To accelerate the progression of driverless technology, Project ASLAN has launched an open-source and rapidly deployable self-driving software platform. The group stated that the free and open software stack has been deployed expressly to foster engineering collaboration.
The platform provides mature and stable code combined with plug-and-play ease of use, offering real-world self-driving capability validated by public highway trials as well as complete simulation capability for users without access to driverless vehicle hardware.
The team behind the project has identified the high investment demands required to pursue end-to-end driverless technologies as presenting a clear barrier to progress. Its ambition is to remove these barriers to entry and prioritize the benefits of driverless vehicles for metropolitan and low-speed use cases, where the benefits are the greatest and a collaborative approach is already determined by the involvement of multiple public agencies and private companies.

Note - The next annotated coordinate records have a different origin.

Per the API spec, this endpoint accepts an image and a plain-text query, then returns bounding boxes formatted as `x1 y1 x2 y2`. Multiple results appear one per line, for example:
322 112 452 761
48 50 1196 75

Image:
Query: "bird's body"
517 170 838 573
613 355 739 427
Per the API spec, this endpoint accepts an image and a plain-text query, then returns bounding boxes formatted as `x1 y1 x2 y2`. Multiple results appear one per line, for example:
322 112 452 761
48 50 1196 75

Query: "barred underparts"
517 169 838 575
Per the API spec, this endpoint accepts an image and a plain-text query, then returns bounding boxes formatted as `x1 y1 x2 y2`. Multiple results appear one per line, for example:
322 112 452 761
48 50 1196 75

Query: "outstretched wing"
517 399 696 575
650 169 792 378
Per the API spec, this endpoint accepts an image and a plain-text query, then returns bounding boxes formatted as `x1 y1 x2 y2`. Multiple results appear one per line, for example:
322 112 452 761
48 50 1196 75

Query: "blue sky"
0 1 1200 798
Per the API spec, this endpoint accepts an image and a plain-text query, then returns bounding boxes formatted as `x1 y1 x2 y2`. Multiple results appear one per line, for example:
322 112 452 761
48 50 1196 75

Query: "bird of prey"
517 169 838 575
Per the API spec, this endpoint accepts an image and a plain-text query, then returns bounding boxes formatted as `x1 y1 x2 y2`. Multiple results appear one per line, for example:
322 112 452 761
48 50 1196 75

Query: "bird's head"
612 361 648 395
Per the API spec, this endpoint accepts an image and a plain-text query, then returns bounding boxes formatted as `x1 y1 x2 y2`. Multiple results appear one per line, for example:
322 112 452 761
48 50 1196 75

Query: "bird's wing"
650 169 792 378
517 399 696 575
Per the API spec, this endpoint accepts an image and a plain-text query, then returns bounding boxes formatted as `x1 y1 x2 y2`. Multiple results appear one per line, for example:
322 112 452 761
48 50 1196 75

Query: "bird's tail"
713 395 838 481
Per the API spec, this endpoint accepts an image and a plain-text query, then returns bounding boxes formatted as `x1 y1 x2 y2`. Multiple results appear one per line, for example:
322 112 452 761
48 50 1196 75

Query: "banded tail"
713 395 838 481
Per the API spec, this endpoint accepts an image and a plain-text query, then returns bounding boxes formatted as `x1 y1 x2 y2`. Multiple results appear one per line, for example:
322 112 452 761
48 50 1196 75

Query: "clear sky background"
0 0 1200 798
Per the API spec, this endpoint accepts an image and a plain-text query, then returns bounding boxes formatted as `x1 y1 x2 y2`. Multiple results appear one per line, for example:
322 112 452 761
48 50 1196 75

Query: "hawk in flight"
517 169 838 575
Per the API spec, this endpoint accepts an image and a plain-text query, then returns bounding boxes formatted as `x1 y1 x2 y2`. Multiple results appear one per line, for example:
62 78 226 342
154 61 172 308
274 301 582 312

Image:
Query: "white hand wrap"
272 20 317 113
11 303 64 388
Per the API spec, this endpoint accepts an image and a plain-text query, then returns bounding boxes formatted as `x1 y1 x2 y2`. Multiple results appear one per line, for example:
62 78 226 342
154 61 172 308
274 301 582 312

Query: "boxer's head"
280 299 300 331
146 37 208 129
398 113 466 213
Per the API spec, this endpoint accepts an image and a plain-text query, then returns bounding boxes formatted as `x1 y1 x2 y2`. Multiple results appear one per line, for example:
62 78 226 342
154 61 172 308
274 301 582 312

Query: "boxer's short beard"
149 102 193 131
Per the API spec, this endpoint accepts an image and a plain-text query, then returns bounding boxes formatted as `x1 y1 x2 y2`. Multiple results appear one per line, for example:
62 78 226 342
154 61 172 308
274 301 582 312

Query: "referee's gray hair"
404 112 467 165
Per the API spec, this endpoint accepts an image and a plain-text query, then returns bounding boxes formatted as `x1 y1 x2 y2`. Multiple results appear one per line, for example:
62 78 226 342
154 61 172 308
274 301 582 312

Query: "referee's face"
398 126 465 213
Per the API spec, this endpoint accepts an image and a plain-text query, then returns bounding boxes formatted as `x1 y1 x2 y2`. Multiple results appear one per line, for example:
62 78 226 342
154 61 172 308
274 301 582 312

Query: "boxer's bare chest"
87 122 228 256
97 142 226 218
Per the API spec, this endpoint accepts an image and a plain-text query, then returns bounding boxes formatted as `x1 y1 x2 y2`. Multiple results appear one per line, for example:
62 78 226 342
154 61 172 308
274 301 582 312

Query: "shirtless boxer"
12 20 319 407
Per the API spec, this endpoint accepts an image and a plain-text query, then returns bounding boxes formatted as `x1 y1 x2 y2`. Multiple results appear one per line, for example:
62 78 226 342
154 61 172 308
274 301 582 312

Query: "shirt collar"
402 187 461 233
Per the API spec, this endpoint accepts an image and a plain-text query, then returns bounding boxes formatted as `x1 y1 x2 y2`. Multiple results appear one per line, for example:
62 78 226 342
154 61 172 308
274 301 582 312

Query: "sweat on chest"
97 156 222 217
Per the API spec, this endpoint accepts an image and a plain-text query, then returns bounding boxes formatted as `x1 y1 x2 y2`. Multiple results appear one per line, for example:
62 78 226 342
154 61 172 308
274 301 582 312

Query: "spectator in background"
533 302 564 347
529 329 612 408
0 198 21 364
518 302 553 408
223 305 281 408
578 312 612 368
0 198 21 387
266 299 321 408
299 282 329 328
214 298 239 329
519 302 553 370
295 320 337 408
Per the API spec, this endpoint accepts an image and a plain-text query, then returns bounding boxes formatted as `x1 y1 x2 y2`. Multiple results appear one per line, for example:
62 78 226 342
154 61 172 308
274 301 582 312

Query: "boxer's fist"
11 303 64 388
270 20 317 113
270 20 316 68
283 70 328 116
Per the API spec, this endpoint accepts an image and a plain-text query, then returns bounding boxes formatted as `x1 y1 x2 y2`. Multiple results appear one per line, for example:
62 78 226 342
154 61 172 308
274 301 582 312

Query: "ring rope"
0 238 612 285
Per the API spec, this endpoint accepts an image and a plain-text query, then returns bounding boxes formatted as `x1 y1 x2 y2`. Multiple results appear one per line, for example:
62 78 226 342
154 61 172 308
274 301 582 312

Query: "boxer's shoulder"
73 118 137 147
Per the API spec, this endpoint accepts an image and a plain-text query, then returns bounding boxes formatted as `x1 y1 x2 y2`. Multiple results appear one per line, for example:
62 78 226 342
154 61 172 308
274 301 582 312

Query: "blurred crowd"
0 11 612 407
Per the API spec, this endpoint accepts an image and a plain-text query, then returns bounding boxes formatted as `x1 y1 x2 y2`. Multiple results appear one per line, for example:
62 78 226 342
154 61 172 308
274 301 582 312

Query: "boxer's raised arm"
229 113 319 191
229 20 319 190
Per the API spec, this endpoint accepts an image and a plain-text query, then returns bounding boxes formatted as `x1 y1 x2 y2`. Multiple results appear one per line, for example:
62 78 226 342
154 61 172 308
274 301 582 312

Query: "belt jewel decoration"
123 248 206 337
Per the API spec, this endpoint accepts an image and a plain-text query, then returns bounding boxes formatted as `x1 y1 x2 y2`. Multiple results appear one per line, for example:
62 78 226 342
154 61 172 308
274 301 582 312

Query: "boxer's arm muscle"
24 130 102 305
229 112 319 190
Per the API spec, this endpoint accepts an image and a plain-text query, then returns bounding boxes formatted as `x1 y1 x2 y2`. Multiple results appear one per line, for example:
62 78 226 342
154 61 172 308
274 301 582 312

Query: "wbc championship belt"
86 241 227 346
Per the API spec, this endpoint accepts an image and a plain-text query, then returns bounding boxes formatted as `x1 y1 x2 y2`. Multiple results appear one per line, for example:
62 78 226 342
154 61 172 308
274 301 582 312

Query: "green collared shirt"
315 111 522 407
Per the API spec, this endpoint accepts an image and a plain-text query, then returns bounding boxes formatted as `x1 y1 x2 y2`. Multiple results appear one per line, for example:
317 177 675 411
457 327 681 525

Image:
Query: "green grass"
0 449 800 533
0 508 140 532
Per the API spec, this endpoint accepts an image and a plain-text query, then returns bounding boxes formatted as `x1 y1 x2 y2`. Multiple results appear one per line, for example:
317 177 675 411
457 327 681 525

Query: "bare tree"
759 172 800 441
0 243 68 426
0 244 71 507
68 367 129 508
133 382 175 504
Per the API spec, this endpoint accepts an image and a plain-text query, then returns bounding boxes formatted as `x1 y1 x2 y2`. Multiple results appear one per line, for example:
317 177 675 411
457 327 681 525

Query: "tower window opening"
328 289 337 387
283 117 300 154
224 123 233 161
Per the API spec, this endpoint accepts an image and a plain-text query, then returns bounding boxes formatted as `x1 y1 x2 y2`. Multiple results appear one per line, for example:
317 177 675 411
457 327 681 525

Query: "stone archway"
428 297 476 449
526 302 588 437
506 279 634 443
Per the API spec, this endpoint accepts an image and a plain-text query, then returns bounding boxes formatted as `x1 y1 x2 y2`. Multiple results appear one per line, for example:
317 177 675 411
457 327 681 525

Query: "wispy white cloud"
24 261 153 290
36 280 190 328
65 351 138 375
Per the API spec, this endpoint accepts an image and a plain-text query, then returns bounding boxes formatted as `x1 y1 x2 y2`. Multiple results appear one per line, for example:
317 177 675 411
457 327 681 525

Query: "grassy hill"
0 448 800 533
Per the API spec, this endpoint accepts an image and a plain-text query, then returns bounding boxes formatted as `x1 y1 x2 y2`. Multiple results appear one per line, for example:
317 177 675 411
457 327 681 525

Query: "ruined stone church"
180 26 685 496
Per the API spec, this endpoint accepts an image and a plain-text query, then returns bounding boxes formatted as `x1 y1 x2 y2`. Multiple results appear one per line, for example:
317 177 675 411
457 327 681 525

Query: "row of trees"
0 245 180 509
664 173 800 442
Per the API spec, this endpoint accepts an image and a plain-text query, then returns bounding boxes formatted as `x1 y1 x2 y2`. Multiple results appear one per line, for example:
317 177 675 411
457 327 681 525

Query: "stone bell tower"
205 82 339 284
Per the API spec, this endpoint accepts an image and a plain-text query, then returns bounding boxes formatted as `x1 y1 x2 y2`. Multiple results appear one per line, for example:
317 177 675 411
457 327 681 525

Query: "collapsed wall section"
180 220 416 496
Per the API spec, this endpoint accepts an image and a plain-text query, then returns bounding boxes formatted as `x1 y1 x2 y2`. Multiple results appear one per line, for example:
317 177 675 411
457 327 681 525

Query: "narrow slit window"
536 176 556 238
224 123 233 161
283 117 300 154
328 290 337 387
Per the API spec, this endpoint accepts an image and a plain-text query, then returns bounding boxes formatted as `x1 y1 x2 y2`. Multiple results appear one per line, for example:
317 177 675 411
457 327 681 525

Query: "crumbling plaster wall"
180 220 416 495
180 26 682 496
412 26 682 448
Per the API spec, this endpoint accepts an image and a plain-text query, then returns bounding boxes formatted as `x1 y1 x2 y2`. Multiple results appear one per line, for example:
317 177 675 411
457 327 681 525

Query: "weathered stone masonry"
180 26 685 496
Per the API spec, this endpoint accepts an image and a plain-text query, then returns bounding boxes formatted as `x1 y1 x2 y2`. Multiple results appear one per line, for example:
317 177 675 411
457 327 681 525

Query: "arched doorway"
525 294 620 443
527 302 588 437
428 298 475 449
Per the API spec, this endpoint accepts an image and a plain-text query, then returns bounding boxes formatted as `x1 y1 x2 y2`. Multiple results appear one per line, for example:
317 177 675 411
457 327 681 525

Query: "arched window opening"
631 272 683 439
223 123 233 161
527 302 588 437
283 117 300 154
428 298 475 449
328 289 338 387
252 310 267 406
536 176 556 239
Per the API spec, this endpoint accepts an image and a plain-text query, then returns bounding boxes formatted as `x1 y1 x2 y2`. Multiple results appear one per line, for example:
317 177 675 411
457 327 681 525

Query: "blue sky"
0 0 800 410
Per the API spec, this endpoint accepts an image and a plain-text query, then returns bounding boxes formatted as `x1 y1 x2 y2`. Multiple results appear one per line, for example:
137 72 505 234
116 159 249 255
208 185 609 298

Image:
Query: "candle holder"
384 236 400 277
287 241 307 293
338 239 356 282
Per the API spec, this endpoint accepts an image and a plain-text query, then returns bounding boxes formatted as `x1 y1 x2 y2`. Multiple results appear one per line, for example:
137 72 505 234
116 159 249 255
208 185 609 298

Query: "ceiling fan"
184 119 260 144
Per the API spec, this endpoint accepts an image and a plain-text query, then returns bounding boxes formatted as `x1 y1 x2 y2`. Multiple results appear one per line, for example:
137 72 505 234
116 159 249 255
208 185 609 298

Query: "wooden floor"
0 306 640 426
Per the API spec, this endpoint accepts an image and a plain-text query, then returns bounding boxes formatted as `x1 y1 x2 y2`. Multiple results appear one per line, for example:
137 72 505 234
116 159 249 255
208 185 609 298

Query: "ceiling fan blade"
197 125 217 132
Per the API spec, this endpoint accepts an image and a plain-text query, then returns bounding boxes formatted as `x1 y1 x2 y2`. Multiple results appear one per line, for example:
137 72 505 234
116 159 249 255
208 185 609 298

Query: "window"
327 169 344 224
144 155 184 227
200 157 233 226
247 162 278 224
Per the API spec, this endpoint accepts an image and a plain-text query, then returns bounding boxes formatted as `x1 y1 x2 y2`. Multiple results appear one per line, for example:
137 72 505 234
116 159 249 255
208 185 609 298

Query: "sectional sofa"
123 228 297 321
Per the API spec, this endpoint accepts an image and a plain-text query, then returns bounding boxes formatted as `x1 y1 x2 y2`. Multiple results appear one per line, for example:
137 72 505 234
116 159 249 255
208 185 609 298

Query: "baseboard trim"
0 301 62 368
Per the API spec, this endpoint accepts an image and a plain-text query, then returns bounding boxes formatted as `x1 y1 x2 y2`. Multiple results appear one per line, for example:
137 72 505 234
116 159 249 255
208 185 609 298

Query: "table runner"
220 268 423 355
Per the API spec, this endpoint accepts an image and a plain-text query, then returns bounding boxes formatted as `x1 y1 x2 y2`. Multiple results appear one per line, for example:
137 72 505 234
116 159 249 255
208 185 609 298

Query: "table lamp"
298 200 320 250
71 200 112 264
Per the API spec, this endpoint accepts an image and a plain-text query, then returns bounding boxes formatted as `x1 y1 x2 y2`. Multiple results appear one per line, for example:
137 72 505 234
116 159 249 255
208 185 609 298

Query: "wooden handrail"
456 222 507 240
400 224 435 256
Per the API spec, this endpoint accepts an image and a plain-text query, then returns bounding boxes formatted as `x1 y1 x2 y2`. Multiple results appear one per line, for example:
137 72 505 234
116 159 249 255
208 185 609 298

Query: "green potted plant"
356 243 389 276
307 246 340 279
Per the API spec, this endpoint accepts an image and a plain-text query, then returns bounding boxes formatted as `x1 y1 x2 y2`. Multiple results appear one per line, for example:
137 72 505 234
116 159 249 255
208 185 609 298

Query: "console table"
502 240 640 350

By focusing on a more defined operational domain based on slow speeds in cities as well as embracing an open-source approach, the collaboration feels this opens up a smaller problem to a far larger group of collaborative engineering capability from across the world.
Engineers can freely download an open-source resource from the group’s website, enriched by software contributed by the founders and augmented with data from 22 autonomous vehicles currently deployed in a variety of trial use-cases in locations ranging from Hong Kong to the UK.
The group said that this offers a complete self-driving platform that is easy to install, fully documented and contains a stable collection of state-of-the-art software packages. With its own graphical user interface enabling plug-and-play deployment, the tooling is intuitive and has been designed by engineers, for engineers.
For convenience, ASLAN utilizes the ROS framework, used widely in many robotics applications, which provides automotive and self-driving engineers and developers already using ROS with a familiar middleware solution.